"Even if you were strong enough, you oughtn't to go," sobbed Rilla. "What would mother do? She's breaking her heart over Jem. It would kill her to see you both go."
"Oh, I'm not going—don't worry. I tell you I'm afraid to go—afraid. I don't mince the matter to myself. It's a relief to own up even to you, Rilla. I wouldn't confess it to anybody else—Nan and Di would despise me. But I hate the whole thing—the horror, the pain, the ugliness. War isn't a khaki uniform or a drill parade—everything I've read in old histories haunts me. I lie awake at night and see things that have happened—see the blood and filth and misery of it all. And a bayonet charge! If I could face the other things I could never face that. It turns me sick to think of it—sicker even to think of giving it than receiving it—to think of thrusting a bayonet through another man." Walter writhed and shuddered. "I think of these things all the time—and it doesn't seem to me that Jem and Jerry ever think of them. They laugh and talk about 'potting Huns'! But it maddens me to see them in the khaki.

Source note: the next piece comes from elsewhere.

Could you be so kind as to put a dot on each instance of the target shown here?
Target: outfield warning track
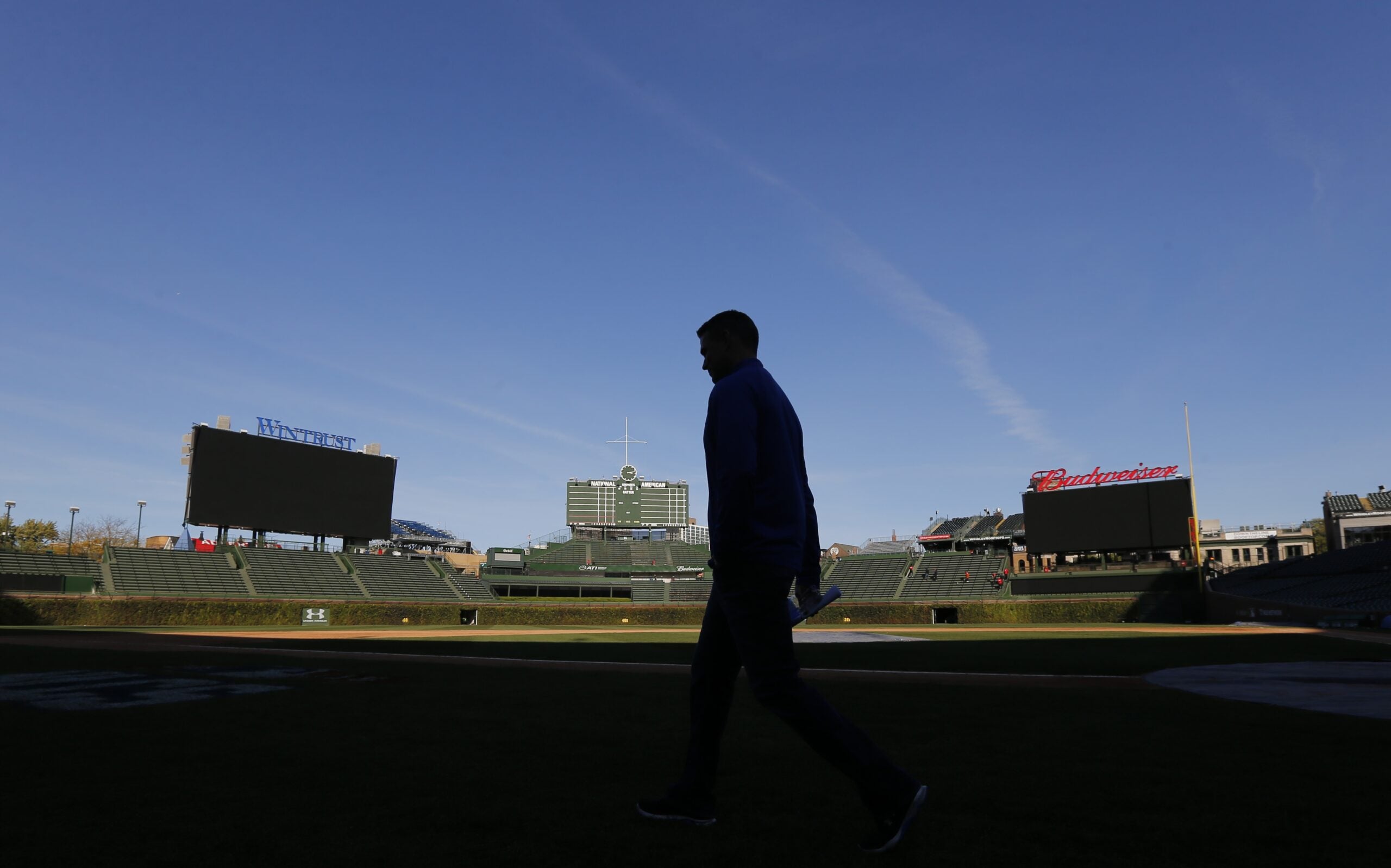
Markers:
(184, 643)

And they think I'm grumpy because I'm not fit to go."
Walter laughed bitterly. "It is not a nice thing to feel yourself a coward." But Rilla got her arms about him and cuddled her head on his shoulder. She was so glad he didn't want to go—for just one minute she had been horribly frightened. And it was so nice to have Walter confiding his troubles to her—to her, not Di. She didn't feel so lonely and superfluous any longer.
"Don't you despise me, Rilla-my-Rilla?" asked Walter wistfully. Somehow, it hurt him to think Rilla might despise him—hurt him as much as if it had been Di. He realized suddenly how very fond he was of this adoring kid sister with her appealing eyes and troubled, girlish face.
"No, I don't. Why, Walter, hundreds of people feel just as you do. You know what that verse of Shakespeare in the old Fifth Reader says—'the brave man is not he who feels no fear.'"
"No—but it is 'he whose noble soul its fear subdues.' I don't do that. We can't gloss it over, Rilla. I'm a coward."
"You're not. Think of how you fought Dan Reese long ago."
"One spurt of courage isn't enough for a lifetime."
"Walter, one time I heard father say that the trouble with you was a sensitive nature and a vivid imagination. You feel things before they really come—feel them all alone when there isn't anything to help you bear them—to take away from them. It isn't anything to be ashamed of. When you and Jem got your hands burned when the grass was fired on the sand-hills two years ago Jem made twice the fuss over the pain that you did. As for this horrid old war, there'll be plenty to go without you. It won't last long."
"I wish I could believe it. Well, it's supper-time, Rilla. You'd better run. I don't want anything."